DzikaBez i baasia_27 rzeczywiście lezałyśmy razem :-) Jak Wasze maluchy? Nasz Franio rośnie szybko.
Jeśli chodzi o poród na Kopernika -ja również polecam, sam poród -oprócz bólu- opieka i pomoc super, a na poporodowej - wszystkie panie Położne i od noworodków bardzo pomocne i miłe. A ja byłam dość długo bo aż 5 dni - więc chyba wszystkie zmiany zaliczyłam.
 
reklama
Cześć - jestem tutaj pierwszy raz i bardzo fajnie że tyle Was jest:)

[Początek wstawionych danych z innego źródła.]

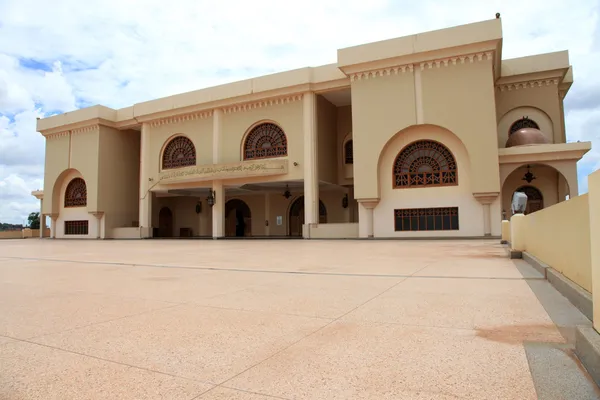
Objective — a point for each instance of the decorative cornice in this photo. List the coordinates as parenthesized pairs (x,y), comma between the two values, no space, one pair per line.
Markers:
(380,72)
(527,84)
(181,118)
(442,62)
(465,59)
(262,103)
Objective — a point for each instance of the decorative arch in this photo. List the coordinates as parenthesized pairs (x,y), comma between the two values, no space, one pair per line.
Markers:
(424,163)
(348,152)
(535,199)
(76,193)
(178,152)
(524,122)
(265,140)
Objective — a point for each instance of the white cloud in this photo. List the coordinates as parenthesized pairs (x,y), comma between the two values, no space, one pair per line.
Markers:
(117,53)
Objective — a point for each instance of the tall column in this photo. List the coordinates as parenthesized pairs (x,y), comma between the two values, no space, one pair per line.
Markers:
(365,218)
(267,214)
(217,126)
(218,209)
(145,208)
(311,177)
(486,199)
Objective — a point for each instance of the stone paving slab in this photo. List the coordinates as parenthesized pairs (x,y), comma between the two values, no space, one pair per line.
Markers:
(263,319)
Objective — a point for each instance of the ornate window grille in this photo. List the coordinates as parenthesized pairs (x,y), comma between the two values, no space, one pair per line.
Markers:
(76,193)
(425,163)
(524,122)
(265,141)
(179,152)
(348,152)
(76,227)
(426,219)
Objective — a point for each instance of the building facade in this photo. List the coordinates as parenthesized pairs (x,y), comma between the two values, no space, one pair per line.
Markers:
(421,136)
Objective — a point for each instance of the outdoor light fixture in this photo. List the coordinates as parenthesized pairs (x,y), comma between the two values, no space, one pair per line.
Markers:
(345,201)
(287,194)
(212,197)
(528,175)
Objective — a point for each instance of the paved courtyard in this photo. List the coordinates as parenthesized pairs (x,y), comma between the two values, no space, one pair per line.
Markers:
(283,319)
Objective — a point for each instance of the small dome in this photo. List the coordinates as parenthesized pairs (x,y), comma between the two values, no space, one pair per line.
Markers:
(526,136)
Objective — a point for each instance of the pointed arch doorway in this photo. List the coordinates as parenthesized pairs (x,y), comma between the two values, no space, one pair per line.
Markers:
(238,218)
(296,216)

Jestem teraz w 22 tc - jest to moja trzecia ciąża. Dwie pierwsze rodziłam na Kopernika przez cc i tą też - tak uważa mój lekarz. Fajnie że ppiszecie o remoncie - ja będę na I piętrze - tam mam lekarza (Tomaszczyka) - cenię go bardzo - każdą ciażę prowadził a dwie poprzednie sam operował:) Mam tylko pytanie - czy jeżeli cc jest planowana np rano i znieczulenie jestw kręgosłup, nadaj nie wolno jeść tak długo? Kiedy teraz się wstaje po takim znieczuleniu?